Goodfellas começa calmamente, mas, quando os créditos finais rolam, já houve um grande derramamento de sangue. Parte da violência é repentina, chocante, e visceral. Uma morte em particular vem como uma surpresa total, e deixa o espectador momentaneamente atordoado e desorientado. Mesmo depois de ter visto o filme inúmeras vezes, esta cena permanece inquietante. Há muitos outros momentos que têm um impacto semelhante, embora menos amplificado. Goodfellas não depende das reviravoltas do enredo para prender a atenção do espectador – a força e amplitude da história e os personagens fazem isso – mas um dos traços mais fortes do filme é a sensação de incerteza que paira sobre cada fotograma. A tática de Scorsese de usar dois narradores (às vezes a locução de Henry é substituída pela de Karen) deixa mesmo em aberto a possibilidade de Henry não sobreviver ao filme.

Como muitas vezes acontece com o trabalho do diretor, Goodfellas é uma obra-prima de composição visual. Utilizando os serviços do cineasta alemão Michael Ballhaus (que também colaborou com Scorsese em After Hours, The Last Temptation of Christ, e The Age of Innocence), Scorsese escapa de uma câmera estática, mantendo sempre a tela de seu filme fluida. Há panelas longas e flores inovadoras, todas concebidas para melhorar o ambiente e envolver o espectador na acção. Em uma ocasião, a câmera varre em volta de um bar e depois entra em uma sala dos fundos, fazendo uma pausa nos rostos enquanto a locução de Henry apresenta cada um dos sábios. Mais tarde, somos presenteados com a famosa e desorientadora imagem de Henry e Jimmy, um de frente para o outro através de uma mesa num restaurante. Eles parecem permanecer na mesma posição em relação a nós enquanto o fundo recua lentamente (este efeito foi conseguido afastando a câmara dos actores ao mesmo tempo que se usava a lente para fazer zoom sobre eles).

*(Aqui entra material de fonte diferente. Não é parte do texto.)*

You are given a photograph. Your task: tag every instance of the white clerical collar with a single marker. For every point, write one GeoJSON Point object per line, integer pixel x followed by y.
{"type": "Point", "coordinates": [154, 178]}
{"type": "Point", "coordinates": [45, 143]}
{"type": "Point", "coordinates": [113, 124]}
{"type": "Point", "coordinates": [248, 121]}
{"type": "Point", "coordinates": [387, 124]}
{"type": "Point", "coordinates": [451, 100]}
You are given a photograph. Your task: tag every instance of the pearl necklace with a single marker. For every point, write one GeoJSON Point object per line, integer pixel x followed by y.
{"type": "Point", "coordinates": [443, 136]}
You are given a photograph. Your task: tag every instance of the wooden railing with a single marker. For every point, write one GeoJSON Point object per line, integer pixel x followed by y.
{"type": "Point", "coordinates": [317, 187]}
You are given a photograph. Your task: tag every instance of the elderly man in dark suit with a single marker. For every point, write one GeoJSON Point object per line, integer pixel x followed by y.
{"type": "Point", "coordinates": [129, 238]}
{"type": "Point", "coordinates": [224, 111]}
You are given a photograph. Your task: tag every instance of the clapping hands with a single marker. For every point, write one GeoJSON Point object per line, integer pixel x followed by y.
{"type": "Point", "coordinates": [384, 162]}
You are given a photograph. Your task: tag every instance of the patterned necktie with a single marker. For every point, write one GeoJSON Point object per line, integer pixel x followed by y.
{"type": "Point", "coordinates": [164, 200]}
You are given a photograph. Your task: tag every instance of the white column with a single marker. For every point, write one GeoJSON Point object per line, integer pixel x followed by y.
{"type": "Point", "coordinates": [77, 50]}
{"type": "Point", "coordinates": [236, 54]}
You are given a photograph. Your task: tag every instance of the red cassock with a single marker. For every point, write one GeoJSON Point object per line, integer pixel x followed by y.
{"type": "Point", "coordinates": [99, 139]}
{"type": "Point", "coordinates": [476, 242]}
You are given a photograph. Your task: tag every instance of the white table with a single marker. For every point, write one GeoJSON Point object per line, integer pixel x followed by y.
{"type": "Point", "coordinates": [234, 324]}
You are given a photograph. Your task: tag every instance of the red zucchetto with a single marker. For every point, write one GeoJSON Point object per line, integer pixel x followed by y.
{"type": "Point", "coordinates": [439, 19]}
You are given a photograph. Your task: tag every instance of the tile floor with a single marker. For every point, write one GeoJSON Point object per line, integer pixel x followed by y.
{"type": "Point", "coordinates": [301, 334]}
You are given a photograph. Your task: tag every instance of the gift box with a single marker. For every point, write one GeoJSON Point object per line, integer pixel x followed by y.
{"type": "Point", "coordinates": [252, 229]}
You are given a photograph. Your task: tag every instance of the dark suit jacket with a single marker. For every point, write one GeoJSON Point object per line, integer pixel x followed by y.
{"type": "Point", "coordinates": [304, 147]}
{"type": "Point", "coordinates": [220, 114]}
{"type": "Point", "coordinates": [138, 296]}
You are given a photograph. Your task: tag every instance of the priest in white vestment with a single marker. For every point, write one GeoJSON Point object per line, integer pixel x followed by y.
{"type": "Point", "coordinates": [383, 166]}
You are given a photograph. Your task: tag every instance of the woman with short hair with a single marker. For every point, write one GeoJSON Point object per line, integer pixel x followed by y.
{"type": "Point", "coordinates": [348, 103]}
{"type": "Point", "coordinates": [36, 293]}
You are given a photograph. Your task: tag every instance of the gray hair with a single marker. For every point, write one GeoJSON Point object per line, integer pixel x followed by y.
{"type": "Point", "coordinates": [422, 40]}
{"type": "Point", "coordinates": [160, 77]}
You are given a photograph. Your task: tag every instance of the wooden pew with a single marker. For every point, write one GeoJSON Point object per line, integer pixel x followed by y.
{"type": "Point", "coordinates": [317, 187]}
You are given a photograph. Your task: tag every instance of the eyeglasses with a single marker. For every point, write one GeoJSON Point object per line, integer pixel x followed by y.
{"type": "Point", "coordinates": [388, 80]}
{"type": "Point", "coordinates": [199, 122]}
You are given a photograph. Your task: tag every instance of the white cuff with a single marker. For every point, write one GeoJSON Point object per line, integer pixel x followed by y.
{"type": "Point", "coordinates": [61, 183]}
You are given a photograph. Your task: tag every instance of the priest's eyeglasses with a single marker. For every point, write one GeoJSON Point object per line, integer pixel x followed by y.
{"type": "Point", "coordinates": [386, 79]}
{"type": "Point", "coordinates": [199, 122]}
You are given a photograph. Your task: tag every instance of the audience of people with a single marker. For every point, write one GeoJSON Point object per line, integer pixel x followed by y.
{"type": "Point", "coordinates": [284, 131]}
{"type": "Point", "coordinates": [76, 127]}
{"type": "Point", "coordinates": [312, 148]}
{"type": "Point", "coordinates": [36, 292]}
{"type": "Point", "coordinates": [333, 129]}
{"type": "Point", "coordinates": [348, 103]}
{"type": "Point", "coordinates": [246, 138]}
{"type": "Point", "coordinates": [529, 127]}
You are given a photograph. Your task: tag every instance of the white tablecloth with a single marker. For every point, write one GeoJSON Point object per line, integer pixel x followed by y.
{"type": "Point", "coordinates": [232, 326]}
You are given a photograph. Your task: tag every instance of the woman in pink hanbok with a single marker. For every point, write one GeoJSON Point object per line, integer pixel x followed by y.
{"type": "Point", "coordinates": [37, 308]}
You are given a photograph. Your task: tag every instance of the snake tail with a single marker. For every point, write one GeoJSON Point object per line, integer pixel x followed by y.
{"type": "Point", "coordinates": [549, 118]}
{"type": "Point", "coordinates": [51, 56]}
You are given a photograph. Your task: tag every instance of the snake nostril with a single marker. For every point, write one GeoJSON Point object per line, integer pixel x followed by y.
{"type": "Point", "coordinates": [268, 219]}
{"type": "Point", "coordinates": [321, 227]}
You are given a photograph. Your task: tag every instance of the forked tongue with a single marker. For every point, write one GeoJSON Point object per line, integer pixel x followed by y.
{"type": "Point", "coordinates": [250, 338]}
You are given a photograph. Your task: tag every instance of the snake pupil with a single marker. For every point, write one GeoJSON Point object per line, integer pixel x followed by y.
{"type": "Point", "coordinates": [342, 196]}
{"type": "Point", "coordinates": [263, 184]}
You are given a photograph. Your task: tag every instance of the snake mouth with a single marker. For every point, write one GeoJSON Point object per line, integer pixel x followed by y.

Para que dramas baseados em personagens como Goodfellas se elevem acima do nível de um melodrama bem trabalhado, uma representação forte é uma necessidade, e este filme contém várias actuações de protagonistas inesquecíveis mais o apoio sólido daqueles que têm papéis menores. O retrato mais flamboyant é apresentado por Joe Pesci como o muitas vezes descontrolado Tommy. Pesci ganhou um Oscar por seu trabalho aqui, criando um personagem que pode ser encantador em alguns momentos e inesperadamente violento em outros. (Pesci praticamente replicou esta parte para o Scorsese’s Casino.) O brilho na performance é como Tommy muda fácil e rapidamente de um modo para o outro. Uma única coisa menor – uma ação, uma palavra, etc. – pode fazê-lo explodir. Pesci faz com que a transição repentina pareça credível em vez de ser jarrante.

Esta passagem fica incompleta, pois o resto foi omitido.